Haiti faces record displacement amid escalating gang violence

“Violence, especially in the capital Port-au-Prince, has reached alarming levels, with armed groups controlling large areas and making humanitarian access difficult,” experts said. experts, including humanitarian aid agencies, said. Special Rapporteur on the rights of internally displaced persons, speak.

Clashes between gangs and the Haitian National Police have created a “widespread environment of fear, restricting freedom of movement and access to basic services,” they added.

In the first quarter of 2024 alone, gang-related violence is believed to have killed or injured 2,500 Haitians, including 82 children.

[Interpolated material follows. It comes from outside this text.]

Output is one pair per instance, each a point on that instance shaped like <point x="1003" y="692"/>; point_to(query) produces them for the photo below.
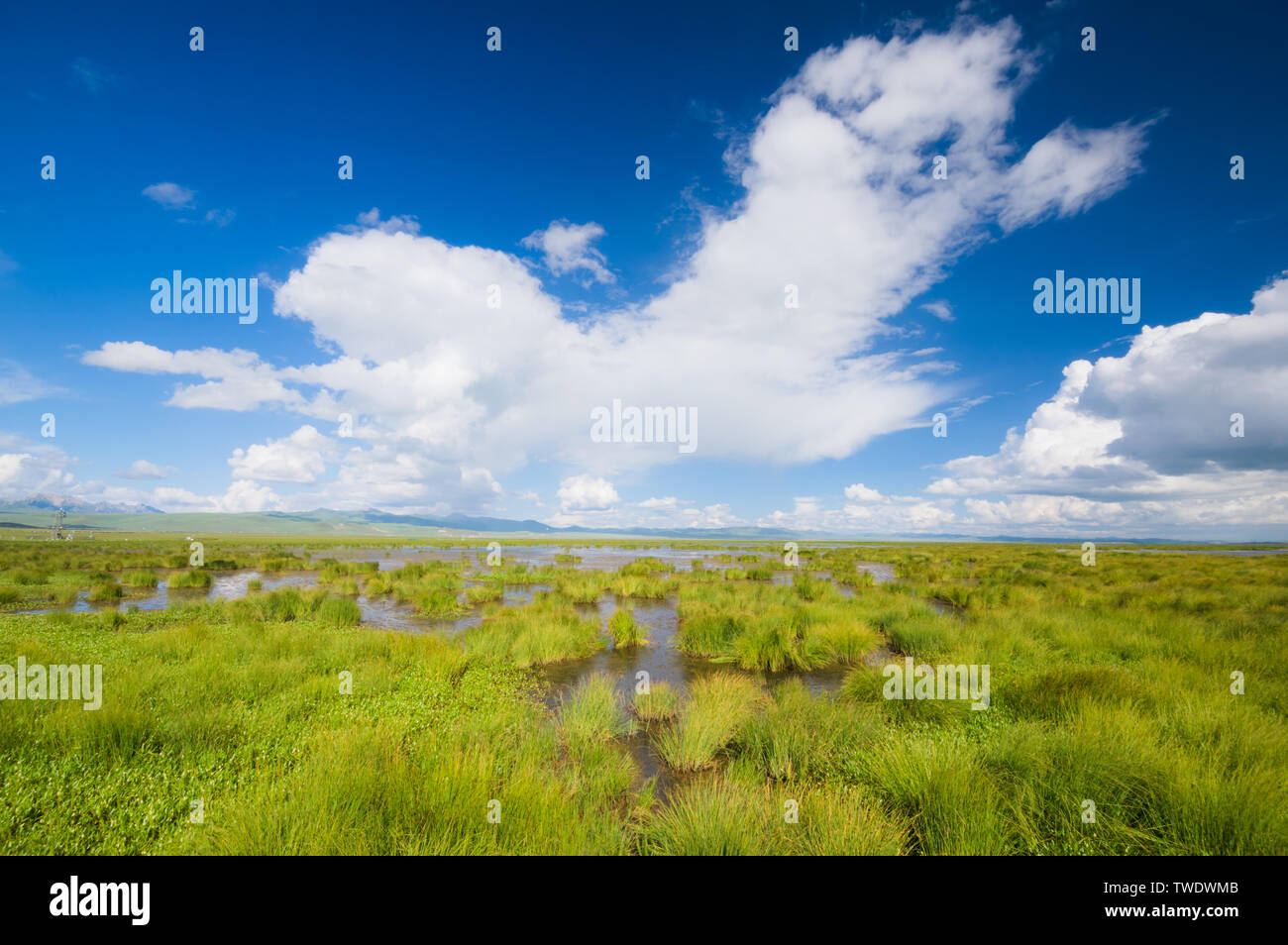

Women and children are most affected, amid increased risks of violence and sexual exploitation.

Mass displacement

Many internally displaced persons (IDPs) are living in “overcrowded and inadequate conditions, without basic sanitation, facing shortages of food, water, shelter and medical care.” severe health problems, including a lack of safe and private spaces for psychological support,” the independent organization said. experts said.

According to the United Nations International Organization for Migration (IOM), nationwide, 80% of IDPs are living with host families while the remainder are sheltering in place, many in high-risk or gang-controlled areas.

Nearly half of the country’s population is suffering from severe hunger, with 18% at the “emergency” level of food insecurity.

Impact on children and women

Children and women are disproportionately affected by violence and instability in Haiti, with more than 310,000 women and girls, and 180,000 children, displaced.

More than half a million children are living in neighborhoods controlled by armed groups, at high risk of violence and child recruitment.

Furthermore, the growing number of unaccompanied displaced children makes them particularly vulnerable to exploitation, abuse, and trafficking by gangs.

Violence and attacks on educational facilities also forced nearly 900 schools to close, affecting nearly 200,000 children, disrupting learning and putting children at risk.

Sexual violence against women and girls in IDP locations also increased as gangs continued to use rape as a weapon of terror. Eastern Human Rights Association– appointed independent experts said.

Call to action

Amid the alarming situation, experts call for greater women’s leadership and participation to ensure a successful political transition in Haiti.

They also called for greater efforts to address the root causes of displacement in order to build sustainable solutions for the future.

“Long-term solutions for IDPs, such as safe return, resettlement or local integration, require addressing the root causes of displacement, including violence, political instability and environmental degradation”.

Independent expert

Appointed by the Geneva-based Human Rights Council and part of it Special proceduresThe Special Rapporteur is tasked with monitoring and assessing the rights situation in certain thematic or country situations.

They work as individuals, independently of the United Nations and foreign governments.

They are not UN employees and do not receive salaries.